Je restai assez longtemps avant de parvenir à la porte de M. D… Une file de fiacres en obstruait l’entrée : c’était le cortége de l’enfant somnambule ; il se composait du savant démonstrateur, protecteur, adorateur et endormeur du jeune inspiré, d’une douzaine, d’apôtres qui devaient constater le miracle, et d’autant de néophytes déjà convertis à la nouvelle croyance.

Quand tout cela fut déballé un à un de son fiacre, je franchis la porte, et montai l’escalier le plus vite possible pour jouir de l’effet de leur arrivée. Il y avait un grand recueillement dans la troupe, et j’eus regret de le voir troubler grossièrement par la réclamation d’un des cochers de fiacre, qui prétendait n’avoir pas reçu le prix de sa course. On eut quelque peine à l’apaiser ; l’apôtre, qu’il avait transporté de l’Estrapade à la rue Saint-Florentin, ne voulait rien donner pour boire ; le cocher le poursuivait avec ses gros sabots, et menaçait d’entrer avec lui dans le salon. Mais l’endormeur, voulant éviter une scène si peu digne du rôle d’un apôtre, tira une petite pièce de sa poche, et se débarrassa ainsi d’importunités qui commençaient à tourner en injures. « Les voilà, les voilà ! » s’écrièrent à la fois plusieurs personnes rangées en cercle autour d’un grand salon, dont le centre était occupé par un canapé pouvant servir de lit improvisé.

Tous les yeux se portèrent d’abord sur le sujet ; c’est le nom que ces messieurs donnaient au somnambule.

Il paraissait avoir quinze ans au plus : sa figure, ni jolie ni laide, était pâle et commune, il y avait dans son regard plus de finesse que d’inspiration. Les gens qui l’accompagnaient avaient les manières simples et calmes des comparses de tragédie, qui voient s’accomplir chaque soir sous leurs yeux les événements les plus extraordinaires sans en être émus, tant ils sont dans le secret des moyens employés pour étonner et charmer le public.

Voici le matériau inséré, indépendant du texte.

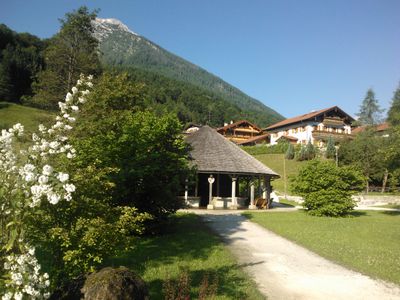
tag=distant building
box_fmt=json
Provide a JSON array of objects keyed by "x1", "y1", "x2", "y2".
[
  {"x1": 351, "y1": 122, "x2": 390, "y2": 137},
  {"x1": 264, "y1": 106, "x2": 354, "y2": 146},
  {"x1": 217, "y1": 120, "x2": 263, "y2": 144}
]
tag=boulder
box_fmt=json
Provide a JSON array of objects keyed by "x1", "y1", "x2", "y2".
[{"x1": 81, "y1": 267, "x2": 149, "y2": 300}]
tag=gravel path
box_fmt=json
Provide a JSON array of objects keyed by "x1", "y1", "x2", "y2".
[{"x1": 198, "y1": 211, "x2": 400, "y2": 300}]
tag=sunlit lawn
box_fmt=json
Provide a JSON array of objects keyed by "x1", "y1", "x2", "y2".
[
  {"x1": 109, "y1": 215, "x2": 264, "y2": 299},
  {"x1": 245, "y1": 211, "x2": 400, "y2": 284}
]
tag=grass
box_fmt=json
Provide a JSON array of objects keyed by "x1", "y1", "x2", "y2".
[
  {"x1": 254, "y1": 154, "x2": 306, "y2": 194},
  {"x1": 279, "y1": 199, "x2": 302, "y2": 207},
  {"x1": 375, "y1": 203, "x2": 400, "y2": 209},
  {"x1": 109, "y1": 214, "x2": 265, "y2": 299},
  {"x1": 0, "y1": 102, "x2": 53, "y2": 132},
  {"x1": 245, "y1": 211, "x2": 400, "y2": 284}
]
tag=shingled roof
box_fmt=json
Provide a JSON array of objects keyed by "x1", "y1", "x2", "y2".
[
  {"x1": 264, "y1": 106, "x2": 354, "y2": 131},
  {"x1": 186, "y1": 126, "x2": 279, "y2": 177}
]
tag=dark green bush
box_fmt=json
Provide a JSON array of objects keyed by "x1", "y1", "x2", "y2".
[{"x1": 292, "y1": 160, "x2": 364, "y2": 217}]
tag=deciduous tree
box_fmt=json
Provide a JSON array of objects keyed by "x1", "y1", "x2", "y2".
[
  {"x1": 292, "y1": 160, "x2": 363, "y2": 217},
  {"x1": 356, "y1": 89, "x2": 383, "y2": 126}
]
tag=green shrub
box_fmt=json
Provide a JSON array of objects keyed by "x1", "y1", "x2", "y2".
[
  {"x1": 242, "y1": 140, "x2": 289, "y2": 155},
  {"x1": 285, "y1": 144, "x2": 294, "y2": 159},
  {"x1": 292, "y1": 160, "x2": 364, "y2": 217},
  {"x1": 325, "y1": 136, "x2": 336, "y2": 159}
]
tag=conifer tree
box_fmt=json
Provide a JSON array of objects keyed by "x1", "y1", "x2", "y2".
[
  {"x1": 32, "y1": 6, "x2": 100, "y2": 109},
  {"x1": 306, "y1": 140, "x2": 316, "y2": 160},
  {"x1": 388, "y1": 84, "x2": 400, "y2": 126},
  {"x1": 356, "y1": 89, "x2": 383, "y2": 126},
  {"x1": 325, "y1": 136, "x2": 336, "y2": 158},
  {"x1": 285, "y1": 143, "x2": 294, "y2": 159}
]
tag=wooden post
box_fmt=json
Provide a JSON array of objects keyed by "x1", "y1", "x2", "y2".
[
  {"x1": 185, "y1": 178, "x2": 189, "y2": 204},
  {"x1": 207, "y1": 175, "x2": 215, "y2": 209},
  {"x1": 230, "y1": 177, "x2": 237, "y2": 209},
  {"x1": 249, "y1": 180, "x2": 257, "y2": 209},
  {"x1": 264, "y1": 176, "x2": 271, "y2": 209}
]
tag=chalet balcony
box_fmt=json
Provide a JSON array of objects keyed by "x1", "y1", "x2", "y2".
[{"x1": 312, "y1": 130, "x2": 354, "y2": 141}]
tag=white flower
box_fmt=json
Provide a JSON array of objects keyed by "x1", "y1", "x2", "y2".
[
  {"x1": 24, "y1": 172, "x2": 35, "y2": 182},
  {"x1": 38, "y1": 175, "x2": 49, "y2": 185},
  {"x1": 57, "y1": 172, "x2": 69, "y2": 182},
  {"x1": 47, "y1": 193, "x2": 61, "y2": 205},
  {"x1": 49, "y1": 141, "x2": 60, "y2": 150},
  {"x1": 24, "y1": 164, "x2": 36, "y2": 172},
  {"x1": 39, "y1": 124, "x2": 46, "y2": 133},
  {"x1": 28, "y1": 248, "x2": 35, "y2": 256},
  {"x1": 65, "y1": 93, "x2": 74, "y2": 103},
  {"x1": 42, "y1": 165, "x2": 53, "y2": 176},
  {"x1": 14, "y1": 292, "x2": 23, "y2": 300},
  {"x1": 63, "y1": 183, "x2": 75, "y2": 193},
  {"x1": 1, "y1": 292, "x2": 12, "y2": 300}
]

Les femmes qui se trouvaient parmi les sectateurs du somnambulisme étaient beaucoup plus remarquables, par leurs chapeaux à plumes mangées aux vers, leurs robes de satin passées, leurs gros souliers et leurs gants sales. Elles étaient, de plus, dans une agitation continuelle, faisant des soupirs mystiques, levant au plafond de petits yeux cernés ; enfin, cherchant à exciter la foi par tous les moyens de séduction à leur portée.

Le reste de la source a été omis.